Michael Scheuer talks at some length in this interview about the current threat from Osama bin Laden: Bin Laden's Game Interview by Steve Perry Minneapolis-St. Paul City Pages 02/15/06.
Scheuer is one of the few genuine experts on terrorism in general and on Bin Laden in particular in the United States. Experts aren't always right, of course. But I tend to think recent developments sustain his analysis that Bin Laden and Al Qaeda remain a particular threat. But probably more importantly, Al Qaeda has helped spur a more general Sunni jihadist movement in the world.
[P]eople tend to forget ... that when he outlined his aims in 1996, the first one - and it still is the first one - was to incite jihad around the world.

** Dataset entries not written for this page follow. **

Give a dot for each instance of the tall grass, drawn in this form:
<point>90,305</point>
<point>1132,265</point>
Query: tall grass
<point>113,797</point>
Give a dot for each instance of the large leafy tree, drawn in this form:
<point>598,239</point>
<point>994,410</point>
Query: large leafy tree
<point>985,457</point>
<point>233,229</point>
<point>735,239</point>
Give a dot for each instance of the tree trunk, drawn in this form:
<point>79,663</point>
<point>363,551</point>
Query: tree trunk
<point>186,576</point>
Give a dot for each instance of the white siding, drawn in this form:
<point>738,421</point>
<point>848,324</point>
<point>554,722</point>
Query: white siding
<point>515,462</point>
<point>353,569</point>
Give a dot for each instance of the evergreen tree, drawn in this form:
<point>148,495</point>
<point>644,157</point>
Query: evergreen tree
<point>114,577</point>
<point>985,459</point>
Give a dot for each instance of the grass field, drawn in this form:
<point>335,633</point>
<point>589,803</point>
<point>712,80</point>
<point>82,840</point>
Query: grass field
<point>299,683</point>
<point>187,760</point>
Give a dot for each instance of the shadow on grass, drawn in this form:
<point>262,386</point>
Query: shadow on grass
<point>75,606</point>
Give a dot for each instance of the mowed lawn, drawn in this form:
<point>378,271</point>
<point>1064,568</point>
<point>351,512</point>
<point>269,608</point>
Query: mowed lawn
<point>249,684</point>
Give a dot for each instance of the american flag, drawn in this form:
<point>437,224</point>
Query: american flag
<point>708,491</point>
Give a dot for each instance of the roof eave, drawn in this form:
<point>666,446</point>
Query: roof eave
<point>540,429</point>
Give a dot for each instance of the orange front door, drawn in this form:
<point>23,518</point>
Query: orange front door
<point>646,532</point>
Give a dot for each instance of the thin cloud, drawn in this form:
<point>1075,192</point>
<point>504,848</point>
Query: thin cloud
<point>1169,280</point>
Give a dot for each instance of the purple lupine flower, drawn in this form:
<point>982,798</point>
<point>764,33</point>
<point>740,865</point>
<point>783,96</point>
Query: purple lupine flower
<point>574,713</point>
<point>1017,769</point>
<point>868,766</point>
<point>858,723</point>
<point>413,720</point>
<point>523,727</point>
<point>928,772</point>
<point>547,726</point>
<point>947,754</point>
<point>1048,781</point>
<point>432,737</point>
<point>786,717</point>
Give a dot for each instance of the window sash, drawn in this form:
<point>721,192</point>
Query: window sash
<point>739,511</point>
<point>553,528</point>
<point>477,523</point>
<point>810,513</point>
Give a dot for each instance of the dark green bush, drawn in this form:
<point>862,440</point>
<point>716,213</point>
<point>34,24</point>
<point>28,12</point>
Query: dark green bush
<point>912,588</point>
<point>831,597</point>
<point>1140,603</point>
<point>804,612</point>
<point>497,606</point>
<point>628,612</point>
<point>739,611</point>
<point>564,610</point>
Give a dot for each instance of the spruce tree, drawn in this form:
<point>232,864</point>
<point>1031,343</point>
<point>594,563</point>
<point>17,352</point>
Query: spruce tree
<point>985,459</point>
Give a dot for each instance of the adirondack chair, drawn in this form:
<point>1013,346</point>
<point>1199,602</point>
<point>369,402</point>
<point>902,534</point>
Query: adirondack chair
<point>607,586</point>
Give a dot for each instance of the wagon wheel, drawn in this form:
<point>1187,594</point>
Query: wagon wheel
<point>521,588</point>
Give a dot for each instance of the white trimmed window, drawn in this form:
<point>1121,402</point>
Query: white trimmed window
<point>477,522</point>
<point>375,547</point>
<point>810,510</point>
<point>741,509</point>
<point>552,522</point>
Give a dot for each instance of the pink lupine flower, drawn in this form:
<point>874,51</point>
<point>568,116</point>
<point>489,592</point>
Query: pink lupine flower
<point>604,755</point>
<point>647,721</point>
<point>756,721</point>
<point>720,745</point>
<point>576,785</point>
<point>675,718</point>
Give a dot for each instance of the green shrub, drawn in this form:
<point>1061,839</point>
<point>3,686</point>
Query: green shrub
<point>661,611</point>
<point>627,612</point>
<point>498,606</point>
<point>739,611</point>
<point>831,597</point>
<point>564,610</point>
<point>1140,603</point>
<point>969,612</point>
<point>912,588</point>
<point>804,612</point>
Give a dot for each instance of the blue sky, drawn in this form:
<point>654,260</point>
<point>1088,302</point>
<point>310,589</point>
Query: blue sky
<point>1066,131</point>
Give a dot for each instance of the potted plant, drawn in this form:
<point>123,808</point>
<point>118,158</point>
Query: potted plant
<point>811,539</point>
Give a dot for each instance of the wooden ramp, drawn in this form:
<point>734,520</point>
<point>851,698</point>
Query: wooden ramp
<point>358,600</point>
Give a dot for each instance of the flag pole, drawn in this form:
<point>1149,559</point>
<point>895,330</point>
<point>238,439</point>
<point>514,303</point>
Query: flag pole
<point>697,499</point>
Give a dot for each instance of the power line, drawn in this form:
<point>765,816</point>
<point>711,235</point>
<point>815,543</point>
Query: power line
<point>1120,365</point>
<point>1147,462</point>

He regarded al Qaeda and his role not as an instrument of American defeat, but as an instrument that would incite the jihad that would spur America's defeat. He saw his job as encouraging other groups to join in. Picking a number is kind of a mug's game, but now we have 40 or 50 groups around the world that fight, sometimes locally, but also have an intention of attacking the United States. So in his main goal, of incitement, he's been singularly successful. (my emphasis)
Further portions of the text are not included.